Well 1st off Ken I would like to commend you on the way you are going about this..... Most people wouldn't give it a second thought & just move on to the next unsuspecting buyer.... You're a decent person....

I don't have a maxium spec but minimun is 135 lbs with a 28lb max variation. Those readings actually seem a bit high but the cylinders could be carboned up & that would account for high readings...... The reading don't look too bad but that 205 is right on the edge..... I would hate to see you spend unnecessary money but a leakdown test on the suspected cylinders would confirm a bad head gasket. Also a pressure transducer & labscope would confirm that & be easier to run.

Is the car using any coolant? HCs are measured in "parts per million", did they say how many ppms there was?

You said you ran the compression test, if you have an air compressor you could run a leakdown test (sort of) youself. I would bring the low cylinder up on the compresson stroke & run air in there with the rad cap off (you may need someone to hold the crank pulley with a breaker bar to keep the engine from turning over), if you get bubbles or the level rises, then you are probably looking at a bad head gasket....

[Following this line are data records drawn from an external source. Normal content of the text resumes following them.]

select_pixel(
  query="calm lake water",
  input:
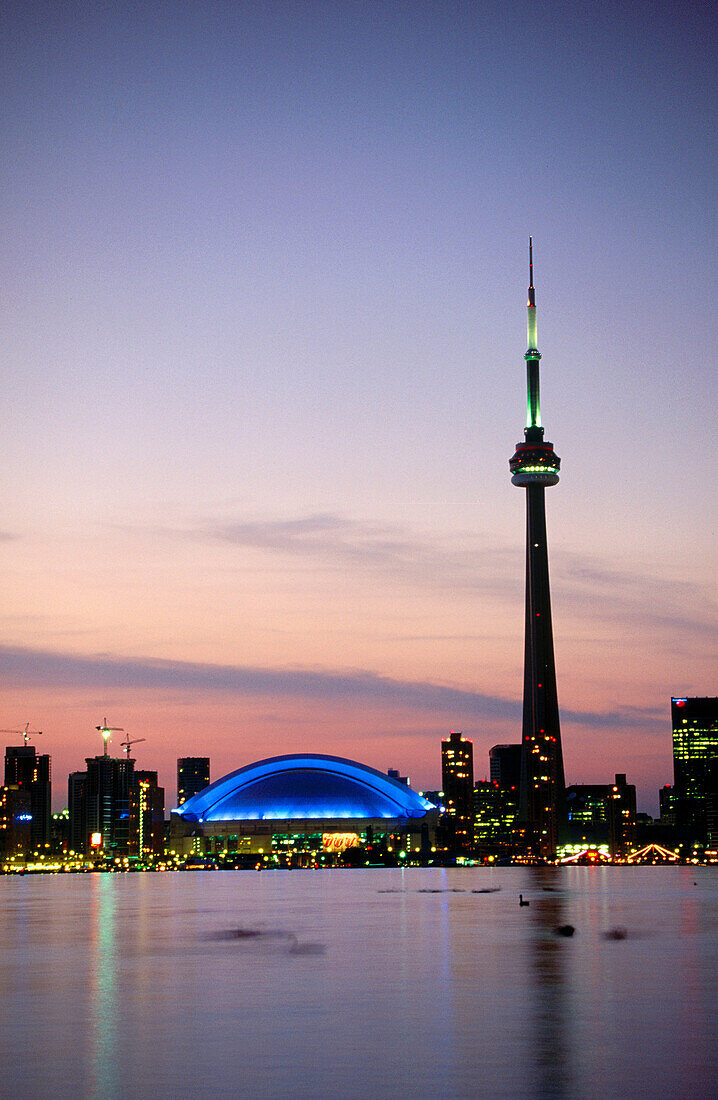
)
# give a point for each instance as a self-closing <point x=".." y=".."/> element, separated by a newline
<point x="365" y="983"/>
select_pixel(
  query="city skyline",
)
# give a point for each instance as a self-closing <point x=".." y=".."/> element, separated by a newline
<point x="263" y="285"/>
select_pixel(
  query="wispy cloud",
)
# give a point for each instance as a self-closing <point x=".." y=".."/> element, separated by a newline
<point x="47" y="669"/>
<point x="467" y="562"/>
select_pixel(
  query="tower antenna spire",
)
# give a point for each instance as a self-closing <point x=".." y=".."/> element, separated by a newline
<point x="531" y="293"/>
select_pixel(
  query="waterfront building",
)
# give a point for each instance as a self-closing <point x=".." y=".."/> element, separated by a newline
<point x="32" y="771"/>
<point x="457" y="783"/>
<point x="534" y="466"/>
<point x="601" y="815"/>
<point x="146" y="815"/>
<point x="192" y="777"/>
<point x="77" y="811"/>
<point x="99" y="805"/>
<point x="666" y="805"/>
<point x="301" y="804"/>
<point x="490" y="832"/>
<point x="59" y="833"/>
<point x="695" y="751"/>
<point x="15" y="822"/>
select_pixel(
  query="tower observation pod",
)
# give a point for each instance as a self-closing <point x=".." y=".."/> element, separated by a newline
<point x="533" y="466"/>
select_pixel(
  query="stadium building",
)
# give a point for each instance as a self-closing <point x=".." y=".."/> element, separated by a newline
<point x="294" y="807"/>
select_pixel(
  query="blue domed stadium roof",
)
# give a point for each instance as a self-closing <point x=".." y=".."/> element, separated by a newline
<point x="307" y="788"/>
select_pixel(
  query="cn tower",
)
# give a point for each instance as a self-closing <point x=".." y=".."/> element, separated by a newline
<point x="534" y="466"/>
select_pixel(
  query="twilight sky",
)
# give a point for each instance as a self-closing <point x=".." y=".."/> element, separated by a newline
<point x="263" y="323"/>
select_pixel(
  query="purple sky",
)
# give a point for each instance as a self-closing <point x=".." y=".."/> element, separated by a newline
<point x="263" y="315"/>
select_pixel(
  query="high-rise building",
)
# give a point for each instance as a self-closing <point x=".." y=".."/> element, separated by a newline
<point x="534" y="466"/>
<point x="457" y="782"/>
<point x="26" y="769"/>
<point x="490" y="831"/>
<point x="107" y="801"/>
<point x="15" y="821"/>
<point x="192" y="777"/>
<point x="695" y="751"/>
<point x="603" y="814"/>
<point x="77" y="811"/>
<point x="146" y="815"/>
<point x="505" y="768"/>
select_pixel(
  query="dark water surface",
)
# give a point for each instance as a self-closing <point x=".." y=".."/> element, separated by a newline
<point x="365" y="983"/>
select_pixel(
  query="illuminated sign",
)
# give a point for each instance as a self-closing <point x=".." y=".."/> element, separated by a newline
<point x="339" y="842"/>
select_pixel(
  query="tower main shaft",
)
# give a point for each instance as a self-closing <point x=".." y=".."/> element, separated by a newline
<point x="534" y="466"/>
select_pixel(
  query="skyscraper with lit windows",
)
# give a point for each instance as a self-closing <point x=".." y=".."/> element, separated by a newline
<point x="695" y="761"/>
<point x="457" y="783"/>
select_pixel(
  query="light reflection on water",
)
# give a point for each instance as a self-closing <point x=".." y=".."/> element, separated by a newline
<point x="360" y="983"/>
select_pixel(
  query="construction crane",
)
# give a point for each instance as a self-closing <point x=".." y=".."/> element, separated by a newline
<point x="106" y="730"/>
<point x="128" y="745"/>
<point x="26" y="733"/>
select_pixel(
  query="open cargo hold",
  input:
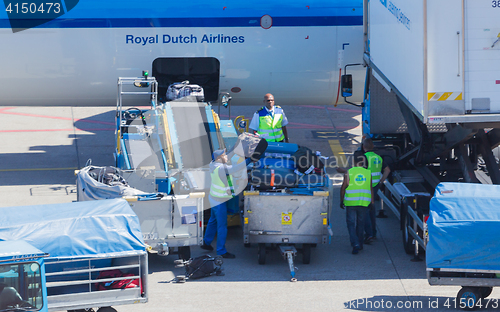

As far as the risks go, you really can't calculate it...... If the alledged leak stay the same as it is right now, not getting any worse, then there wouldn't be too much of a problem. (not likely if there is a leak) If the leak got big quickly & overheated the engine severly, you could risk ruining the whole motor............

Hope this helps some........

Response From kenscar Top Rated Answer

Thanks for the response.
It does not appear to be using any coolant but then again I really have not driven it much since their mechanic inspected it.
They did not report a ppm on the hydrocarbons. He said it was a "lithmus" test; the tab turns cooler in the presence of hydrocarbons. From what I gather this test can also be done with SMOG test equipment?
Since I do not have an air compressore or the proper fittings, I probably need to have another shop diagnose it.

Thanks again

Response From Sidom

That is one of 2 tests I place no value in..... The other is a block test..... A tube with blue liquid that will turn yellow when air from the cooling system is passed into it with exhaust gases in it....... The only time I've see those tests being accurate was when it was such an obvious blown head gasket you didn't need those test to confirm it. In cases like yours (early on) I've seen those tests pass cars & just the opposite, when there was no gasket problem get a false positive.

Exhaust gas analyzer, pressure transducer or leakdown test are the only sure ways I go by to detect a leaking head gasket in the early stages...........

Response From kenscar

Hmmm.Thanks, Sidom. I will start with the exhaust gas analyzer. Is there a particular ppm reading above which I should be concerned or is anything above 0 ppm bad?

Response From Sidom

HCs are raw/unburned fuel so the reading should be zero..............

Response From Hammer Time

A compression test isn't what you need here. Have an independent shop check it out for you. They can pressure test the cooling system or they can use an exhaust analyzer to sniff for hydrocarbons in the radiator.